Reviewed: Short Trips – Rulebook

Truth be told, I was nervous about reviewing Rulebook, the tenth release of Big Finish’s Short Trips Series 6. Its writer, Tony Jones contributes to the Doctor Who Companion, and he’s a wonderful bloke – very thoughtful, a great writer, and clever. I thought it’d be tough to give an honest opinion about his Big Finish work without being compromised by my knowing what a nice guy he is.

Fortunately, I needn’t compromise anyway because Rulebook is wonderful.

Doctor Who, as you no doubt know, is a very different beast to other science fiction and drama. The likes of Star Wars and Star Trek concern themselves with vast spacescapes, interplanetary battles, and other things that eat up a budget. Doctor Who does too, but it has a distinct mindset. That’s highlighted beautifully in Rulebook, in which we find the Fifth Doctor and Peri shortly after saving the Ellani of Beadledom 3. Sadly, the Ellani now won’t let them back in the TARDIS.

Why? The Doctor and Peri used a transmat in the process of defeating the invading Valtor, and Ellani rule says that living beings die when transmatting; they’re replaced only by copies. As the TARDIS was owned by the Doctor, who is “dead”, it would be rude to give his property to a mere copy.

It’s a brilliantly simple but smart premise, and not one you’d see on Star Wars. But it’s ideal for Doctor Who and essentially what the Short Trips range is made for.

It begins with a moment that really pulls the rug from beneath you (an opener that oddly reminds me of Four to Doomsday) before we get into the crux of the matter, concerning the consequences of a simple action. Teleporting is common practice in many sci-fi adventures, and it’s become rather trivial. Yet it’s an incredible notion – a creepy one too. It’s unsettling that the original is dispersed, and a duplicate is created in a different place. That in itself is an odd idea, and that’s without considering the possibility of a transcription error, as in Forest of the Dead. It’s pleasing to think this has been expanded into a proper story.
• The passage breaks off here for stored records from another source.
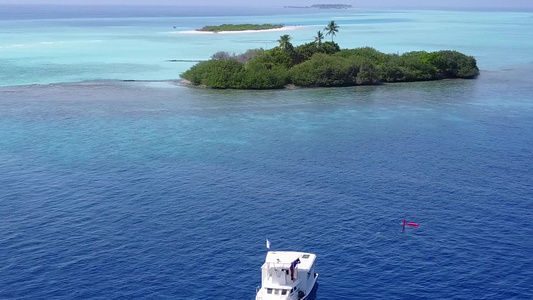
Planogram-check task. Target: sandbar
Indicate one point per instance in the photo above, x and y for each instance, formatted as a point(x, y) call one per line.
point(285, 28)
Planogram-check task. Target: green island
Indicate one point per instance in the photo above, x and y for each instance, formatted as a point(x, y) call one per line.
point(325, 64)
point(240, 27)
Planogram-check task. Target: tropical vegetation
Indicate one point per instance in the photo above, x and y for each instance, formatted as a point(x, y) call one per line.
point(325, 64)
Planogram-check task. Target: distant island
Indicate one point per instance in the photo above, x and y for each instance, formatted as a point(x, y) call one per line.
point(323, 6)
point(240, 27)
point(325, 64)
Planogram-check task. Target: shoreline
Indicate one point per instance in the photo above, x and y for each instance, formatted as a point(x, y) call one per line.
point(286, 28)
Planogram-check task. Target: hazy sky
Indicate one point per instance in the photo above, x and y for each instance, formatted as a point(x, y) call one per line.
point(357, 3)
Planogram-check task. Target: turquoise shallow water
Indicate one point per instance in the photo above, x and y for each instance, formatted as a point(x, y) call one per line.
point(40, 51)
point(151, 190)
The infuriating circumstances really suit the Fifth Doctor. He has that great exasperated nature, heightened by his pairing with the generally-outraged Peri. While she shouts and gets in a strop, he’s left to quietly come up with their next moves. Tony captures their relationship brilliantly, and you can tell Nicola Bryant is having a good time switching between the Doctor’s calm manner, Peri’s more vocal frustration, and her smooth, measured narration.

It might all sound very tongue-in-cheek (Bryant’s reading is imbued with good humour), but there are pleasing parallels with the evolution of religions: the Rulebook is considered the be-all and end-all, and Jorval, the Ellani whose perspective this audio is told from, tries to find solace in it. But she finds it lacking. She’s forced to approach the situation in the spirit of the Rulebook, not solidly adhering to the guidelines but finding how it can be applied more accurately – and justly – to her life.
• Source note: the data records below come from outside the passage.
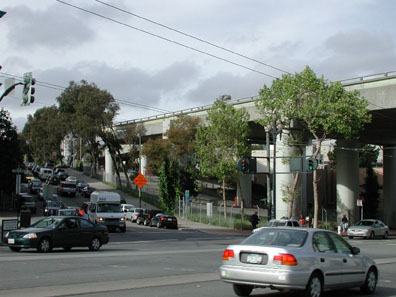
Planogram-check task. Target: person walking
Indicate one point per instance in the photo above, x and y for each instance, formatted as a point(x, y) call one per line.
point(254, 219)
point(344, 223)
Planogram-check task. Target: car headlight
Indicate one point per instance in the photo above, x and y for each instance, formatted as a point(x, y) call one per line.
point(30, 235)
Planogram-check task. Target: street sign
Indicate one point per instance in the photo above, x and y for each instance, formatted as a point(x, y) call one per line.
point(140, 180)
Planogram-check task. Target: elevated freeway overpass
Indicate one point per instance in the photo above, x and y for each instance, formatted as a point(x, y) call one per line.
point(378, 89)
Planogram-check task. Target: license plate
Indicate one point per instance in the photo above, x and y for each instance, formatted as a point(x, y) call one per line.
point(254, 258)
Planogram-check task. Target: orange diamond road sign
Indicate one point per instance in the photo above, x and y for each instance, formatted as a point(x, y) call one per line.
point(140, 180)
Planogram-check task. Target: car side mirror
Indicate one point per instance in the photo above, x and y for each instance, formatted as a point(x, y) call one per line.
point(355, 250)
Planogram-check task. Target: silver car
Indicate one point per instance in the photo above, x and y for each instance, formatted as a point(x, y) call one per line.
point(368, 229)
point(284, 258)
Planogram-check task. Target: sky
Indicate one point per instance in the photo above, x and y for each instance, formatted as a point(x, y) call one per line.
point(128, 49)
If that’s not a great religious allegory, I don’t know what is.

Nonetheless, Rulebook is fantastic satire, especially bringing to mind The Sunmakers. What makes this such a glorious tale is how it evokes Classic Doctor Who – a liberal amount of Robert Holmes, and a dash of Douglas Adams too (particularly its clever ending). Despite being set on a different planet, it even brings to mind historicals like Marco Polo and The Aztecs, where the Doctor and co. are stopped from getting back in the TARDIS.

The core concept probably couldn’t fill a full four-part story, but it’s exactly what Short Trips is all about. Tony Jones nailed it – and no, I’m not at all surprised.

Short Trips: Rulebook is out now, priced just £2.99.

  • bar’s secret brother

    Ok, you’ve convinced me. Doug Adams on teleporting:
    ‘I teleported home one night with Ron and Sid and Meg,
    Ron stole Meggie’s heart away, and I got Sidney’s leg.’